CHARLESTON, W.Va. -- Charleston Area Medical Center lost $4.2 million in operational income in January, after the Elk River chemical leak and abnormally low temperatures cut into hospital admissions, the hospital's chief financial officer said Wednesday.
"January was an unusual month, in case you hadn't noticed," Larry Hudson told the hospital's board. "We had several events that affected our revenue stream for the month.
"We had two polar vortexes and water contamination issues, so we had these major events that resulted in fewer admissions, fewer outpatient visits, a longer length of stay, reduced revenue and increased expenses, all equating to a large budget shortfall," Hudson said.
CAMC had projected $185 million in target revenue for January and fell short of that mark by $15 million; Hudson said it had projected a $3.8 million gain in operational income and instead had a $4.2 million loss -- a disparity of roughly $8 million.
"Expenses for a hospital are relatively fixed; if you have extra volume, your expenses don't go up that much, and if your revenue goes down, expenses don't lower that much," he said. "We had a large contraction in our revenue, but not a large contraction in our expenses."
When a chemical leak into the Elk River on Jan. 9 contaminated the water supply for Charleston and surrounding counties, CAMC canceled all of its elective procedures for that day and rerouted patients to unaffected hospitals.

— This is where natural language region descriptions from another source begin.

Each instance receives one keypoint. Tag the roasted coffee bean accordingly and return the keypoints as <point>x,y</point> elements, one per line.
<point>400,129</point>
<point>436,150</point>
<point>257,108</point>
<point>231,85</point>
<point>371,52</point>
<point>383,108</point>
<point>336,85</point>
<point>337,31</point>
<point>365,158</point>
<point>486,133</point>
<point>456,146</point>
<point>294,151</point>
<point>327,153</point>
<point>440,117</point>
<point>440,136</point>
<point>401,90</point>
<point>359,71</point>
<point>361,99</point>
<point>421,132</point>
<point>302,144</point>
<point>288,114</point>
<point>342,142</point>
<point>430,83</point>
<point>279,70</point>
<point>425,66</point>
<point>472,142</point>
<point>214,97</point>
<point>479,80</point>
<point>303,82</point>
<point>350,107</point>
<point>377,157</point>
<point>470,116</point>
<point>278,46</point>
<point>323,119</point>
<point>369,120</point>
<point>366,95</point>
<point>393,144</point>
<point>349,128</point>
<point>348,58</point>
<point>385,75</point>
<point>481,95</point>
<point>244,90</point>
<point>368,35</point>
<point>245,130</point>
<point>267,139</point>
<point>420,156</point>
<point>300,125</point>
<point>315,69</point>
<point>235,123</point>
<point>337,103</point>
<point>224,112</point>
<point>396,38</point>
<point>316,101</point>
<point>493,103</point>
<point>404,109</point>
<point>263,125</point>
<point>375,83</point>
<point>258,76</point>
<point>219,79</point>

According to Hudson, the hospital's yearly net revenue averages nearly $1 billion, and despite the fiscal hits, CAMC should be able to recoup its losses in the coming months.
"One month does not make the year," Hudson said. "Overall, the month was certainly a challenge."
According to Hudson, the level of uncompensated care reported for January remained constant, despite the nearly 90,000 West Virginians who have enrolled in expanded Medicaid under the Affordable Care Act since Oct. 1. Expanded Medicaid coverage began on Jan. 1.